Another Word For It Patrick Durusau on Topic Maps and Semantic Diversity

March 13, 2017

AI Brain Scans

Filed under: Artificial Intelligence,Graphs,Neural Networks,Visualization — Patrick Durusau @ 3:19 pm

‘AI brain scans’ reveal what happens inside machine learning


The ResNet architecture is used for building deep neural networks for computer vision and image recognition. The image shown here is the forward (inference) pass of the ResNet 50 layer network used to classify images after being trained using the Graphcore neural network graph library

Credit Graphcore / Matt Fyles

The image is great eye candy, but if you want to see images annotated with information, check out: Inside an AI ‘brain’ – What does machine learning look like? (Graphcore)

From the product overview:

Poplar™ is a scalable graph programming framework targeting Intelligent Processing Unit (IPU) accelerated servers and IPU accelerated server clusters, designed to meet the growing needs of both advanced research teams and commercial deployment in the enterprise. It’s not a new language, it’s a C++ framework which abstracts the graph-based machine learning development process from the underlying graph processing IPU hardware.

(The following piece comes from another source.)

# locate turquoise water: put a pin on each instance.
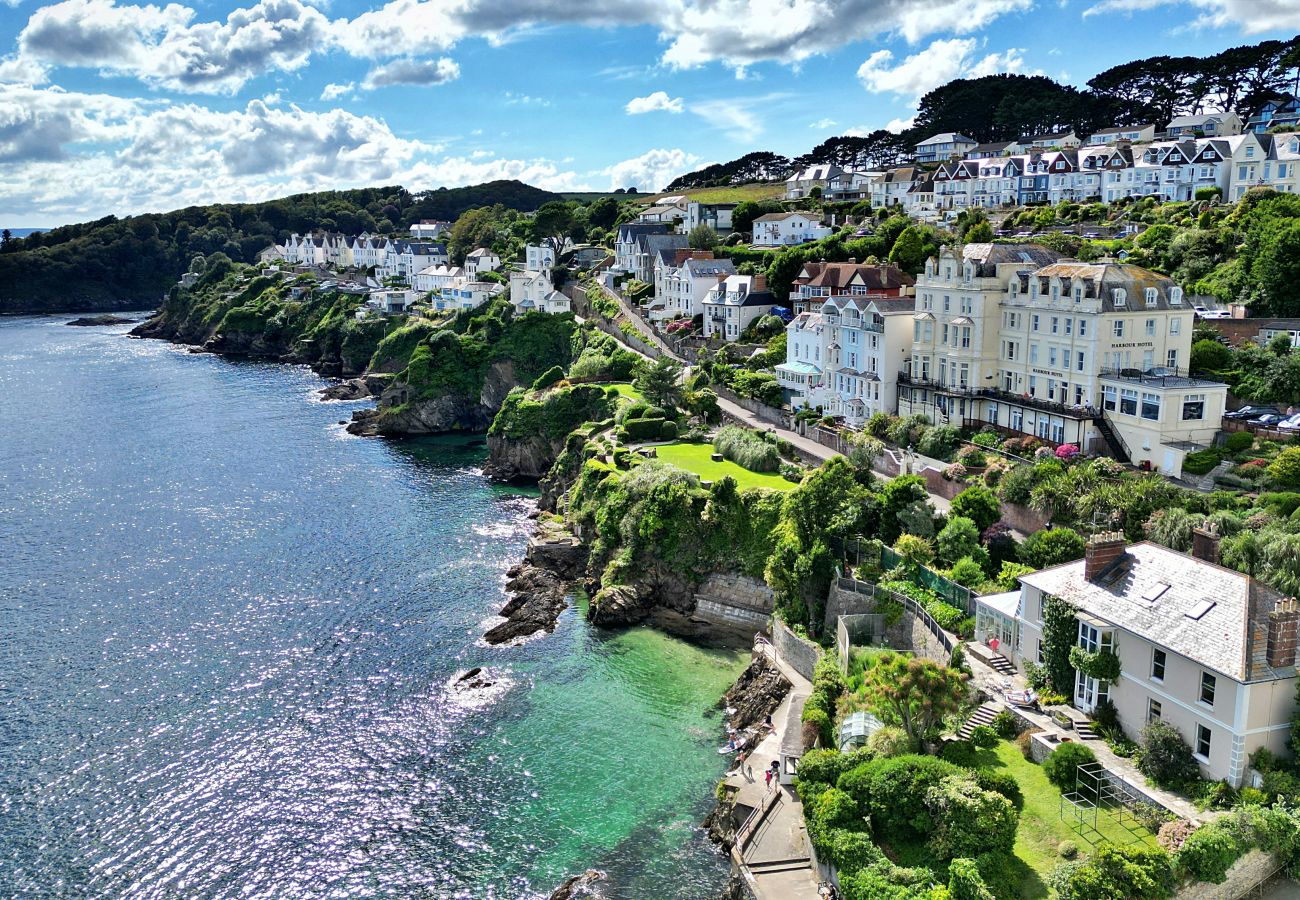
(228, 636)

Poplar includes a comprehensive, open source set of Poplar graph libraries for machine learning. In essence, this means existing user applications written in standard machine learning frameworks, like Tensorflow and MXNet, will work out of the box on an IPU. It will also be a natural basis for future machine intelligence programming paradigms which extend beyond tensor-centric deep learning. Poplar has a full set of debugging and analysis tools to help tune performance and a C++ and Python interface for application development if required.

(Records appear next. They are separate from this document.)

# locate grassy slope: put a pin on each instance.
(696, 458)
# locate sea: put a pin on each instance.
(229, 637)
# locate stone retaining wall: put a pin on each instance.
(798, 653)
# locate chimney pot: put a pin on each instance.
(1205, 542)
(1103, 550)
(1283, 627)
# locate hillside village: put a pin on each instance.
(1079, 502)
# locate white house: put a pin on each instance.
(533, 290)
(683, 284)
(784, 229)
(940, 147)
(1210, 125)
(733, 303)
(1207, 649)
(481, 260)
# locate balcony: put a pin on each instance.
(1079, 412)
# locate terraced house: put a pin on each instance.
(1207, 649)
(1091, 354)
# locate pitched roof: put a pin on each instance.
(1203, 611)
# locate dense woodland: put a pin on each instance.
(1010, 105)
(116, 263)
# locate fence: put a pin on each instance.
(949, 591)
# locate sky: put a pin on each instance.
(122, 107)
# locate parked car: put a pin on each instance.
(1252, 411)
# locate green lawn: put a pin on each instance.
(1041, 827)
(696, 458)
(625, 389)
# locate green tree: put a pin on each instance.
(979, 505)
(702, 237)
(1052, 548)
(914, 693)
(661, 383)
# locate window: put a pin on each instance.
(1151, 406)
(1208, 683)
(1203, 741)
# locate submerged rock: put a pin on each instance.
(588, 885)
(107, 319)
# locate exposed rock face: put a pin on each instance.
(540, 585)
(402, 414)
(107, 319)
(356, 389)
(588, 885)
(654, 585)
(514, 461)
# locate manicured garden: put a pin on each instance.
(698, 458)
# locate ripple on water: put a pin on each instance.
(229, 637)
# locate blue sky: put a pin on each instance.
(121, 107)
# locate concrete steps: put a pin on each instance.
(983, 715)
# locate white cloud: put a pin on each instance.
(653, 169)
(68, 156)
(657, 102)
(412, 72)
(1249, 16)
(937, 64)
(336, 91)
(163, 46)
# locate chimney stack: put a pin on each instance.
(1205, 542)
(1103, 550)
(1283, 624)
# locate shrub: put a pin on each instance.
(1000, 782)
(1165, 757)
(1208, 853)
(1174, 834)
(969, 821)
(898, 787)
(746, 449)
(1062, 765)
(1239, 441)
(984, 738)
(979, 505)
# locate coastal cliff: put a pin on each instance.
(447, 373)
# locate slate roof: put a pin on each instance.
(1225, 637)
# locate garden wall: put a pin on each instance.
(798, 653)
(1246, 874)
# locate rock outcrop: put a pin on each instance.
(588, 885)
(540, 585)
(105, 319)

The IPU-Appliance for the Cloud is due out in 2017. I have looked at Graphcore but came up dry on the Poplar graph libraries and/or an emulator for the IPU.

Perhaps those will both appear later in 2017.

Optimized hardware for graph calculations sounds promising but rapidly processing nodes that may or may not represent the same subject seems like a defect waiting to make itself known.

Many approaches rapidly process uncertain big data but being no more ignorant than your competition is hardly a selling point.